Steroid Screening Tools Differentiating Nonclassical Congenital Adrenal Hyperplasia and Polycystic Ovary Syndrome

Abstract

Purpose: To analyze the performance of basal 17OH-progesterone (17OHP) levels versus the basal 17OHP/cortisol ratio in nonclassical congenital adrenal hyperplasia (NCAH) and polycystic ovary syndrome (PCOS) differential diagnosis. Basal 17OHP levels >10 ng/mL have been used to confirm NCAH diagnosis without the adrenocorticotropic hormone (ACTH) test; however, the optimal cutoff value is a matter of debate. Methods: A cross-sectional study was performed at the endocrinology and gynecological endocrinology outpatient clinics of a tertiary hospital. A total of 361 patients with PCOS (age 25.0 +/- 5.3 years) and 113 (age 19.0 +/- 13.6 years) patients with NCAH were enrolled. Basal and ACTH-17OHP levels were measured by radioimmunoassay, and CYP21A2 molecular analysis was performed to confirm hormonal NCAH diagnosis.
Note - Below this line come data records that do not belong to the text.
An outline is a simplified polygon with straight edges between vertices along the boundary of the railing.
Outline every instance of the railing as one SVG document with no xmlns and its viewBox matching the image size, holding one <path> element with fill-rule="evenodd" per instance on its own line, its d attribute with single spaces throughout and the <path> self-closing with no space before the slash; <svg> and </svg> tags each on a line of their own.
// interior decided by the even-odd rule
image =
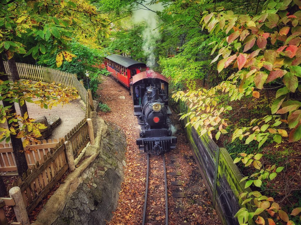
<svg viewBox="0 0 301 225">
<path fill-rule="evenodd" d="M 17 62 L 16 64 L 20 78 L 24 79 L 43 81 L 49 83 L 61 84 L 64 87 L 75 88 L 78 91 L 82 100 L 86 103 L 87 90 L 77 80 L 76 74 L 71 74 L 58 70 Z M 8 63 L 4 62 L 4 67 L 9 76 L 11 74 Z"/>
<path fill-rule="evenodd" d="M 70 142 L 73 158 L 76 158 L 90 141 L 88 123 L 85 119 L 65 136 Z M 51 148 L 42 159 L 32 165 L 26 173 L 22 175 L 23 181 L 19 178 L 17 184 L 14 182 L 8 188 L 18 186 L 28 214 L 32 211 L 43 197 L 63 176 L 69 167 L 64 140 L 62 139 Z"/>
<path fill-rule="evenodd" d="M 48 139 L 48 141 L 42 140 L 41 141 L 41 144 L 32 142 L 27 148 L 30 148 L 33 150 L 27 151 L 29 152 L 25 154 L 28 168 L 31 169 L 33 165 L 37 161 L 43 161 L 43 156 L 47 155 L 48 152 L 54 148 L 62 140 L 65 141 L 64 138 L 60 138 L 58 141 L 56 139 Z M 11 144 L 0 144 L 0 172 L 16 171 L 17 170 Z"/>
</svg>

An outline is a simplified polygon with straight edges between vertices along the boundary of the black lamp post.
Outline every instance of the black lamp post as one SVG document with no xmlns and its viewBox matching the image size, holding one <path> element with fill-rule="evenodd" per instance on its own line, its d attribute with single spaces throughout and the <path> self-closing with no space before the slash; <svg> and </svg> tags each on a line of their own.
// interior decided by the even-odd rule
<svg viewBox="0 0 301 225">
<path fill-rule="evenodd" d="M 87 83 L 88 85 L 88 89 L 90 89 L 90 80 L 89 80 L 89 73 L 88 71 L 86 70 L 86 73 L 85 74 L 86 75 L 86 76 L 87 77 Z"/>
</svg>

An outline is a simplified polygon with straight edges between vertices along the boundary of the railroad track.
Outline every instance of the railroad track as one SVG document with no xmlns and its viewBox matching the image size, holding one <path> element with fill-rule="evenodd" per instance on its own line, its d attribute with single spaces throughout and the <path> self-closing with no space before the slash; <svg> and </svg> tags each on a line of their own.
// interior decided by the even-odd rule
<svg viewBox="0 0 301 225">
<path fill-rule="evenodd" d="M 161 158 L 162 160 L 162 166 L 161 167 L 163 168 L 163 172 L 164 172 L 164 190 L 165 191 L 165 225 L 168 225 L 168 195 L 167 194 L 167 178 L 166 178 L 166 167 L 165 165 L 165 157 L 164 155 L 164 154 L 162 155 L 159 156 L 154 156 L 153 155 L 150 155 L 149 154 L 147 154 L 147 168 L 146 171 L 146 187 L 145 188 L 145 195 L 144 199 L 144 208 L 143 209 L 143 217 L 142 218 L 142 225 L 145 225 L 147 224 L 151 224 L 152 225 L 161 225 L 161 224 L 155 221 L 148 221 L 148 220 L 147 219 L 147 212 L 148 212 L 148 210 L 149 212 L 153 212 L 154 211 L 152 211 L 152 209 L 154 209 L 154 211 L 157 211 L 159 212 L 160 211 L 160 207 L 157 206 L 155 206 L 155 207 L 153 207 L 152 208 L 151 208 L 151 206 L 148 206 L 147 205 L 147 202 L 149 201 L 150 200 L 150 196 L 149 196 L 148 194 L 149 194 L 148 192 L 148 189 L 149 189 L 149 175 L 150 175 L 150 158 L 153 158 L 153 159 L 154 159 L 155 160 L 159 159 L 159 158 Z M 153 169 L 156 168 L 159 168 L 160 167 L 160 166 L 157 164 L 154 164 L 152 165 L 153 166 L 152 167 L 153 167 Z M 157 187 L 160 187 L 160 185 L 157 185 Z M 157 190 L 159 190 L 159 188 L 157 188 Z M 151 197 L 152 197 L 153 198 L 162 198 L 162 196 L 160 195 L 158 193 L 151 193 Z"/>
</svg>

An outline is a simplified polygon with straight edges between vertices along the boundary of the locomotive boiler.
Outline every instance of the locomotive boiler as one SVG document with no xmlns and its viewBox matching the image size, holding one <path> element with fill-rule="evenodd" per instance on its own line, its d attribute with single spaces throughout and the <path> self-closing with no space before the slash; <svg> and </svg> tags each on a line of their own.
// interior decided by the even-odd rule
<svg viewBox="0 0 301 225">
<path fill-rule="evenodd" d="M 147 70 L 136 74 L 130 84 L 134 115 L 141 126 L 139 149 L 160 155 L 175 148 L 177 138 L 169 127 L 168 82 L 160 74 Z"/>
</svg>

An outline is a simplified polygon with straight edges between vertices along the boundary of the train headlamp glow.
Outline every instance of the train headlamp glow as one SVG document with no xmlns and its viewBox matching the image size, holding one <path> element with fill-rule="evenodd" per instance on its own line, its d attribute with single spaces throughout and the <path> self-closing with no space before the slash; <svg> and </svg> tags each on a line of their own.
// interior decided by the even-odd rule
<svg viewBox="0 0 301 225">
<path fill-rule="evenodd" d="M 155 112 L 159 112 L 161 110 L 161 104 L 155 103 L 153 105 L 153 110 Z"/>
</svg>

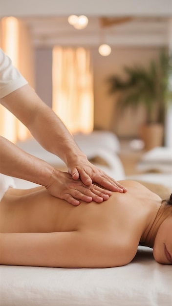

Receiver operating characteristic curve analysis compared basal 17OHP levels and the 17OHP/cortisol ratio between NCAH and PCOS patients. Results: Basal 17OHP levels were higher in NCAH patients than in those with PCOS (8.85 [4.20-17.30] vs 1.00 [0.70-1.50] ng/mL; P < 0.0001), along with 17OHP/cortisol ratio (0.86 [0.47-1.5]) vs 0.12 [0.07-0.19]; P < 0.0001, respectively). Basal 17OHP levels and the 170HP/cortisol ratio were strongly correlated in both groups (rho = 0.82; P < 0.0001). Areas under the curves for basal 17OHP levels (0.9528) and the 17OHP/cortisol ratio (0.9455) were not different to discriminate NCAH and PCOS (P > 0.05). Basal 17OHP level >5.4 ng/mL and 17OHP/cortisol ratio >2.90 had 100% specificity to identify NCAH. Main Conclusions: Basal 17OHP levels >5.4 ng/mL can be used to perform differential diagnoses between NCAH and PCOS, dismissing the ACTH test. The basal 17OHP/cortisol ratio was not superior to basal 17OHP levels in this scenario.